Putins Pressekonferenz

Putins „Direkter Draht“: Auch kritische Zuschaueräußerungen nur inszeniert

„Diesmal war etwas anders.“ teasert Spiegel Online-Korrespondentin Christina Hebel im Lead ihres Artikels zu Putins jüngster TV-Sprechstunde. Anders war, wie der Leser im letzten Teil des Artikels erfährt, dass in diesem Jahr auch ungewohnt kritische Zuschaueräußerungen Teil der Sendung „Prjamaja Linija“ (dt. etwa „Direkter Draht“) waren. Das Publikum konnte per SMS Kommentare einsenden, die dann im Fernsehbild eingeblendet wurden – zumindest ist dies die offizielle Version der Geschichte. So Unerhörtes war dort zu lesen:

Wann treten Sie zurück?
Putin, glaubst du wirklich, dass das Volk dir diesen Zirkus mit inszenierten Fragen abnimmt?
Ganz Russland findet dass Sie an Ihrem Thron kleben.
Werden wir noch eine First Lady erleben?
Wann hören Sie auf, die Verfassung zu verletzen, die maximal zwei Amtszeiten vorsieht?
Stimmt es, dass Alexei Nawalny gerade einen neuen Film über Sie dreht?

Putins Pressekonferenz

Putin bei einer Pressekonferenz
(Quelle: www.kremlin.ru)

Manch ein Zuschauer dürfte verblüfft gewesen sein angesichts solch ungewohnter Toleranz. Es liegt aber nahe anzunehmen, dass damit ein ganz bestimmter Zweck verfolgt wurde, nämlich „den Eindruck der Inszenierung zu zerstreuen“, wie schon bei Spiegel Online zu lesen ist. Eine Recherche des russischen Dienstes der BBC kommt jetzt darüber hinaus zu dem Ergebnis, dass die Einblendungen selbst vollständig Teil der Inszenierung waren.
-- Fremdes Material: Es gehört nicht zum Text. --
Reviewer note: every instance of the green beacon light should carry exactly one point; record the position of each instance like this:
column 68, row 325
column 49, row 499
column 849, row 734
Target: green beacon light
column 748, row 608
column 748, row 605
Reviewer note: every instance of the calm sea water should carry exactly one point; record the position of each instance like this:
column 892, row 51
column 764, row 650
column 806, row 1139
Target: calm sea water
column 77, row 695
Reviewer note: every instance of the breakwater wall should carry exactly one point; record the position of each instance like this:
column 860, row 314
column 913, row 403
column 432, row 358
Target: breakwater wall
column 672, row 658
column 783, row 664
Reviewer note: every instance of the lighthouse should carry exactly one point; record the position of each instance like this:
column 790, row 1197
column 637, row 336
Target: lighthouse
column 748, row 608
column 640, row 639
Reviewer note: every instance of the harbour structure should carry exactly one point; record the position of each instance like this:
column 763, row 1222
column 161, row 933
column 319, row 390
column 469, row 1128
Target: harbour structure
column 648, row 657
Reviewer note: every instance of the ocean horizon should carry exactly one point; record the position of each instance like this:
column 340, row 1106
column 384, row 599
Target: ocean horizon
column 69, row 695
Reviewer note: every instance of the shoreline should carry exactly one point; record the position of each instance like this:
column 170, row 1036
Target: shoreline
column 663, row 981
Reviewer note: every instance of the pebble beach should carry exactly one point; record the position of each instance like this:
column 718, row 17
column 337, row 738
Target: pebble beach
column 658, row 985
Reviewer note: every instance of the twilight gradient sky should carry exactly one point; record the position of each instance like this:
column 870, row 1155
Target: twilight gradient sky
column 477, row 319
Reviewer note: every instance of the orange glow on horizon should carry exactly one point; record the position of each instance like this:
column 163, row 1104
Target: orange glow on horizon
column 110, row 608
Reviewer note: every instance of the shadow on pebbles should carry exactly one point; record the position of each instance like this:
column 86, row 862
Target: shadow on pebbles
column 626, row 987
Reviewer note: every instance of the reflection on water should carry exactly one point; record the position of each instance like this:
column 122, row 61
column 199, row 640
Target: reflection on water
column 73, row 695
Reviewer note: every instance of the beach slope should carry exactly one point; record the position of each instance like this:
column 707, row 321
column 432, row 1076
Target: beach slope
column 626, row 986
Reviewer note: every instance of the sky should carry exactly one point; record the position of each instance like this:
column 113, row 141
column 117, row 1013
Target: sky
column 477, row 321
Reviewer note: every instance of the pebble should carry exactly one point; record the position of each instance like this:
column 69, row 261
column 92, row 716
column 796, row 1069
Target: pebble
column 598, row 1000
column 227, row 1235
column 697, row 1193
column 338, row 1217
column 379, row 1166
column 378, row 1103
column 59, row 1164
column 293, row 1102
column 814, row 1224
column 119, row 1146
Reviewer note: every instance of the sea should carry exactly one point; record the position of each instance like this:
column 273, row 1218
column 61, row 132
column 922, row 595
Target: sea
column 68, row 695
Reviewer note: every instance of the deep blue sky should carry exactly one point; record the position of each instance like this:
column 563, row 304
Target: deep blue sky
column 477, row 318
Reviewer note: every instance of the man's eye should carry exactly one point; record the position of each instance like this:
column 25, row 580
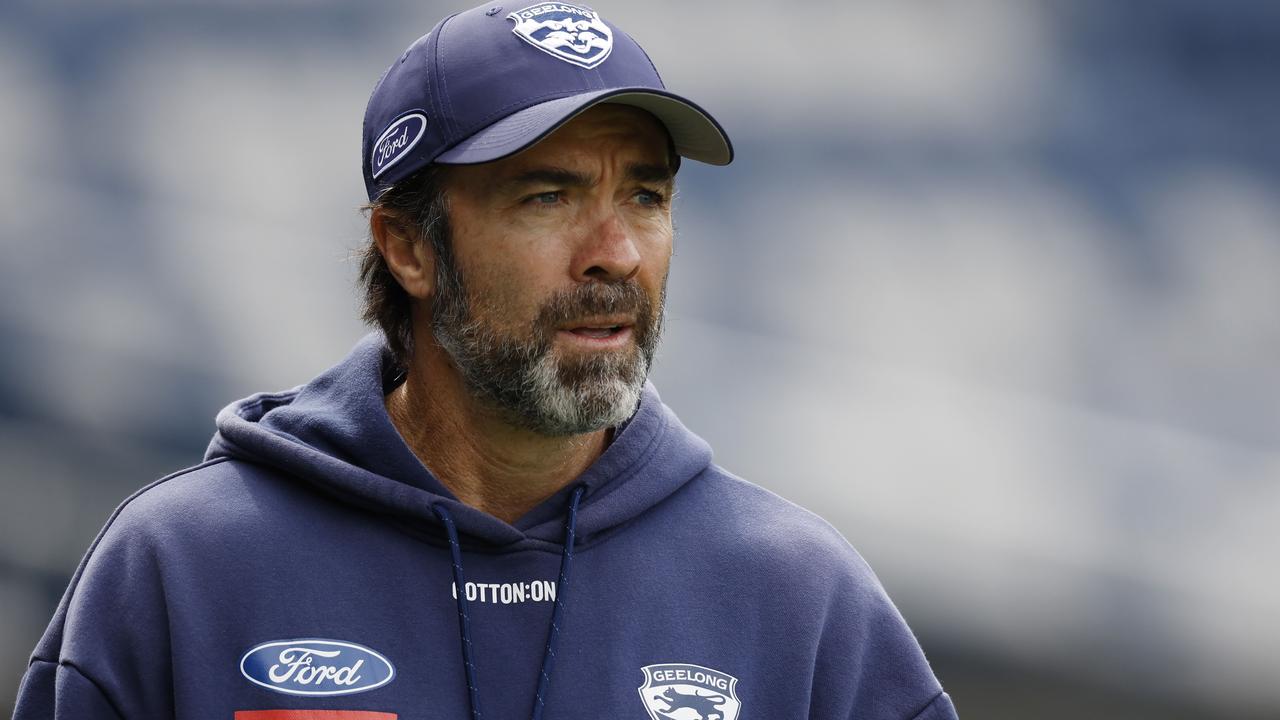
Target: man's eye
column 650, row 197
column 548, row 197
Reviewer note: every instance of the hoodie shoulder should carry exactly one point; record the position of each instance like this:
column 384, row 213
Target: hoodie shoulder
column 777, row 532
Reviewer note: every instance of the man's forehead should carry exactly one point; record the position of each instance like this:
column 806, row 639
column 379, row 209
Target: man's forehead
column 606, row 128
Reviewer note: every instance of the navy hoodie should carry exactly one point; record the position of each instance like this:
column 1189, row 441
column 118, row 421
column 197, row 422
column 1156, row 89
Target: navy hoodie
column 305, row 572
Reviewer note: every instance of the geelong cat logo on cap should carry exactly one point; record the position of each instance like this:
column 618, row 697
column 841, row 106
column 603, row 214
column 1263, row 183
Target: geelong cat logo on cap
column 570, row 32
column 316, row 668
column 397, row 141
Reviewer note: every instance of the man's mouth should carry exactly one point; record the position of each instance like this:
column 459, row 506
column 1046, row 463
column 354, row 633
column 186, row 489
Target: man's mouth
column 599, row 329
column 598, row 332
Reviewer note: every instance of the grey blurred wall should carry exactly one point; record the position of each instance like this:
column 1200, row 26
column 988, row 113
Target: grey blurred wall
column 992, row 286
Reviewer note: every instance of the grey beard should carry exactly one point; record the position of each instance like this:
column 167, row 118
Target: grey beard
column 524, row 379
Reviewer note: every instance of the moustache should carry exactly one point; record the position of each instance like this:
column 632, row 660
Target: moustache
column 622, row 297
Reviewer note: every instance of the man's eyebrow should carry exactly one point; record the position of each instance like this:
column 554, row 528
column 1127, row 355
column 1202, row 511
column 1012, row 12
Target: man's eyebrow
column 549, row 176
column 641, row 172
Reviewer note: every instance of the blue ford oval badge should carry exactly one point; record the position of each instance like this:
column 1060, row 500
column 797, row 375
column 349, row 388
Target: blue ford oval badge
column 316, row 668
column 396, row 141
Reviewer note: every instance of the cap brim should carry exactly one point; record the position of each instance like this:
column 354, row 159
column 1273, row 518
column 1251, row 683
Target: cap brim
column 695, row 133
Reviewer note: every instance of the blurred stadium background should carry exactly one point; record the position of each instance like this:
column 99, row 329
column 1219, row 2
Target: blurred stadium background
column 992, row 286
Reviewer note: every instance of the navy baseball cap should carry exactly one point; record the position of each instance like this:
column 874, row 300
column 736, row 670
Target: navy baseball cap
column 492, row 81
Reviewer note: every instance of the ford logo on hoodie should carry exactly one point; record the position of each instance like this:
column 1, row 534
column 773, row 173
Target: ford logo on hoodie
column 316, row 668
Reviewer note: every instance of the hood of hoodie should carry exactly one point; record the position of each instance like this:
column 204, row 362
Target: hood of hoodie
column 336, row 434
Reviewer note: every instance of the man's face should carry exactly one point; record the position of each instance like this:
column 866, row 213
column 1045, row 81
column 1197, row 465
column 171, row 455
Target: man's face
column 558, row 274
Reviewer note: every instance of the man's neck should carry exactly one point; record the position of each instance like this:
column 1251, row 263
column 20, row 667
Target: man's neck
column 472, row 450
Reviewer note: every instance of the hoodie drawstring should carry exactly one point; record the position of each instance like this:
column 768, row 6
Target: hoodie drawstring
column 557, row 609
column 464, row 616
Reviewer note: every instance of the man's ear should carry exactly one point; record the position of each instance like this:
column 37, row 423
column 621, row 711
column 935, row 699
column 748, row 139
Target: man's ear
column 407, row 255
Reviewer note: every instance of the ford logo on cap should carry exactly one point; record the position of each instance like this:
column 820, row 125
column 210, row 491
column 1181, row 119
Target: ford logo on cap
column 316, row 668
column 397, row 141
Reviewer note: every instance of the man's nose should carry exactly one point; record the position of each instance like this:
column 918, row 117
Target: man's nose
column 608, row 250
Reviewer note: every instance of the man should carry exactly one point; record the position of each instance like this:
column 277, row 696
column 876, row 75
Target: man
column 485, row 510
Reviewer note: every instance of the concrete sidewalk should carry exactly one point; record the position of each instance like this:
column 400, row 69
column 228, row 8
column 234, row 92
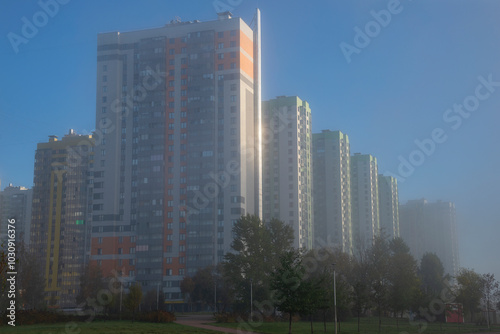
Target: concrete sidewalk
column 200, row 321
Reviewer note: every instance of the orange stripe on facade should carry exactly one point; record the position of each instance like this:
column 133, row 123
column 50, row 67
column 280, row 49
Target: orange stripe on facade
column 246, row 44
column 246, row 65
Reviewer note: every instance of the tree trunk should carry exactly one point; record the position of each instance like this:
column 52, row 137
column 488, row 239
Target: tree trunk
column 379, row 318
column 324, row 320
column 359, row 318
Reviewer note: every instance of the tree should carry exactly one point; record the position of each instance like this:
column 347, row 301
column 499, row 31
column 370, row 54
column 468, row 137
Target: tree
column 31, row 281
column 470, row 290
column 187, row 288
column 359, row 278
column 490, row 287
column 378, row 272
column 153, row 300
column 287, row 283
column 133, row 299
column 313, row 291
column 257, row 247
column 403, row 279
column 431, row 274
column 91, row 282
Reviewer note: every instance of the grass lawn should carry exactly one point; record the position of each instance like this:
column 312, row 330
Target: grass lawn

Dem Zuschauer wurde vorgegaukelt, dass seine kritische SMS mit etwas Glück auf dem Fernsehschirm erscheinen könnte. In Wirklichkeit hatte eine solche SMS, die während der vierstündigen Sendung abgeschickt wurde, wohl keine Chance: Alle kritischen Äußerungen, die eingeblendet werden sollten, waren im Vorhinein mit der PR-Abteilung des Kreml abgestimmt worden. Dies erfuhren die BBC-Autoren von verschiedenen an der Produktion der Sendung beteiligten Mitarbeitern, die anonym bleiben wollen.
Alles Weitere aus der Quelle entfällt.